>Iceland has tested one-tenth of its population for coronavirus at random and found that half of people have the disease without realising.
>They also discovered that 1,600 people have been infected with Covid-19 since the start of the outbreak. Of these cases, there were only seven deaths, indicating a fatality rate of just 0.004 per cent, which is significantly lower than other countries, including the UK.
So if 50% of the population of Iceland (364,000 people / 2 = 182,000 people) has been infected with the coronavirus and there's been just 7 deaths so far, that would make the actual fatality rate 0.0000384%
>But we need to, like, flatten the curve bro!

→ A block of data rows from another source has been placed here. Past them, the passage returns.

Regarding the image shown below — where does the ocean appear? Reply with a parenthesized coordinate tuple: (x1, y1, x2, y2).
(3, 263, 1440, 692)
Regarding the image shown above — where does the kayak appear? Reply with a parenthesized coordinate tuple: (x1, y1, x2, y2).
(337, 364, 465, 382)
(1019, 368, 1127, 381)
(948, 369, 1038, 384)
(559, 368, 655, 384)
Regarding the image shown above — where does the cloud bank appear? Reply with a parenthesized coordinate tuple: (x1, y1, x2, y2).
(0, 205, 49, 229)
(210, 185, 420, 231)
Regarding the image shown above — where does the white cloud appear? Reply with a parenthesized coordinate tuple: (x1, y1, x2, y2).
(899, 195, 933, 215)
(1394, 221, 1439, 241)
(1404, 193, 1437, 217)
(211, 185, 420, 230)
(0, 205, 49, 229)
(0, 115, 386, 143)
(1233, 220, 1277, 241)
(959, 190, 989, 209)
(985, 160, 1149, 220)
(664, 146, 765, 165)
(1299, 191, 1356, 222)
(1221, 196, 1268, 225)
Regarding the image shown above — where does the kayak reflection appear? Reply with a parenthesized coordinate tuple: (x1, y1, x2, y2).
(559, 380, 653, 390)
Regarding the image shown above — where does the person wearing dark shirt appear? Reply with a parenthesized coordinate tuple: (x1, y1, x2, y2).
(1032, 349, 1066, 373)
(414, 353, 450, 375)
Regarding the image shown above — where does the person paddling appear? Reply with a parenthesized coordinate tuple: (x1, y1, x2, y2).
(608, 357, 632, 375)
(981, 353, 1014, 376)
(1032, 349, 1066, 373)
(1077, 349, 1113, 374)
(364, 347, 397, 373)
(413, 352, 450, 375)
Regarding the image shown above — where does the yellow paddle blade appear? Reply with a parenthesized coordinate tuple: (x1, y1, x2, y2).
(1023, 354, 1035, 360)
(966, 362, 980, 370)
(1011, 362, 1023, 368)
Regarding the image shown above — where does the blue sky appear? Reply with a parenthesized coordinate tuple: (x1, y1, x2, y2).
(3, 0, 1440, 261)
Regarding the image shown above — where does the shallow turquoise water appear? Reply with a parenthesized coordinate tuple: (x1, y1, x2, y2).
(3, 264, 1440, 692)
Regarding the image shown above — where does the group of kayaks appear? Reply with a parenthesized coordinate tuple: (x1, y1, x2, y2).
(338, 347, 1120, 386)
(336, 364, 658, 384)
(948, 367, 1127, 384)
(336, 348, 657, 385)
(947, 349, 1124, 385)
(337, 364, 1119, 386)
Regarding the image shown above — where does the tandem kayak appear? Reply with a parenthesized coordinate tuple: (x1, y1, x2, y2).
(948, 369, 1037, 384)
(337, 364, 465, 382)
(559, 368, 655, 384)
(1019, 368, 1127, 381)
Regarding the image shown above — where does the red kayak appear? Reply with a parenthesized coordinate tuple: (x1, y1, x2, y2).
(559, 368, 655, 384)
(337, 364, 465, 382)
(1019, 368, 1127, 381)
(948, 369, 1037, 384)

Iceland has 1600 confirmed cases, but 50% of the population has been infected but were largely immune. This would mean the real infection rate is 113 times the number of confirmed cases. Let's apply this to the U.K. where there's 78,000 confirmed cases and 10,000 deaths. The real infection rate could then be 8.8 million people. With 10,000 deaths, the actual fatality rate would be 0.0013%.
Let's say our hospitals are overwhelmed, and the sick are left untreated, and people die who could have been saved. Let's be wildly pessimistic and say 10 times more people die as a result (in reality, doctors don't know to treat this virus and 70% of those being put on ventilators die). The fatality rate would be 0.013%. A "severe seasonal flu" is estimated to have a fatality rate of 0.1%.
Do you see the problem here? We don't lock down the country for a severe flu season.
Where were you when you realized that this pandemic was the biggest case of mass hysteria in the history of the world?